Por isso todos os desejos e quedas são importantes, todas as alegrias e dores são
vividas plenamente, e alguns, quando não vêem os seus desejos cumpridos,
desperdiçam toda uma vida. Isso é a juventude. Mas para a maior parte das
pessoas vem o tempo em que tudo se modifica, em que vivem mais para os outros,
não por virtude, mas porque é assim. A maior parte constitui família. Pensa-se
menos em nós próprios e nos nossos desejos quando se tem filhos. Outros perdem
o egoísmo num escritório, na política, na arte ou na ciência. A juventude quer
brincar, os adultos trabalhar.
Não há quem se case para ter filhos, mas
quando chegam, modificamo-nos, e acabamos por perceber que tudo aconteceu por
eles.

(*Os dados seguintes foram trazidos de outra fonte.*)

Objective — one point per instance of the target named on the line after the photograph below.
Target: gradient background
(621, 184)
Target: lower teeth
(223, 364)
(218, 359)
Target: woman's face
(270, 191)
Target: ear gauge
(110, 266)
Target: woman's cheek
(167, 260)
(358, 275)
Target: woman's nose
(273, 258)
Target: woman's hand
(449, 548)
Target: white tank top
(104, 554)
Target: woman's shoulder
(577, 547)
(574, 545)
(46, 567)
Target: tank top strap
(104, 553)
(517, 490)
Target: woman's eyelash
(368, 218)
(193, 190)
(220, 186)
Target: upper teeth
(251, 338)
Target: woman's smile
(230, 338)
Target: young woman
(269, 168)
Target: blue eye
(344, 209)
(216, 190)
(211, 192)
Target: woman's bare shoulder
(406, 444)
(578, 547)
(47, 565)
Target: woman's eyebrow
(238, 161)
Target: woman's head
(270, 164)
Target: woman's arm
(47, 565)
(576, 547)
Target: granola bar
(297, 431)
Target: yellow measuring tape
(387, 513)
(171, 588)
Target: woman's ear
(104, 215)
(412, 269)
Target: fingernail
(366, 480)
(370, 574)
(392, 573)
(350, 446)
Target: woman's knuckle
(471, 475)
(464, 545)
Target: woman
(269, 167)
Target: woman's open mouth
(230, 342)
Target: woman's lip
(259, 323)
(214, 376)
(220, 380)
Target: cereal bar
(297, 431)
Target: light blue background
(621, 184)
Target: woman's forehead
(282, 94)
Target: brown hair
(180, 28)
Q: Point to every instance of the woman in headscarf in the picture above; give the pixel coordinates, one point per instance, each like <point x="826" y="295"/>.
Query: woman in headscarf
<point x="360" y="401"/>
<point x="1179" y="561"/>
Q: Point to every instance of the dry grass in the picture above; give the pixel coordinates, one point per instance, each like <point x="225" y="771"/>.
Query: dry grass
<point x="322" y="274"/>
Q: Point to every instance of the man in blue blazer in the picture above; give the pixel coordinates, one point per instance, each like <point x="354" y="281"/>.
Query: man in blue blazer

Da mesma forma, a juventude gosta de falar na morte, mas nunca pensa
nela; com os velhos acontece o contrário. Os jovens acreditam ser eternos e centram
todos os desejos e pensamentos sobre si próprios. Os velhos já perceberam que o
fim vai chegar e que tudo o que se tem e se faz para si próprio acaba por cair
num buraco e de nada valeu. Para isso necessita de uma outra eternidade e de
acreditar que não trabalhou apenas para os vermes. Por isso existe a mulher e
os filhos, o negócio ou o escritório e a pátria, para que se tenha a noção de
que o esforço diário e as calamidades têm um sentido.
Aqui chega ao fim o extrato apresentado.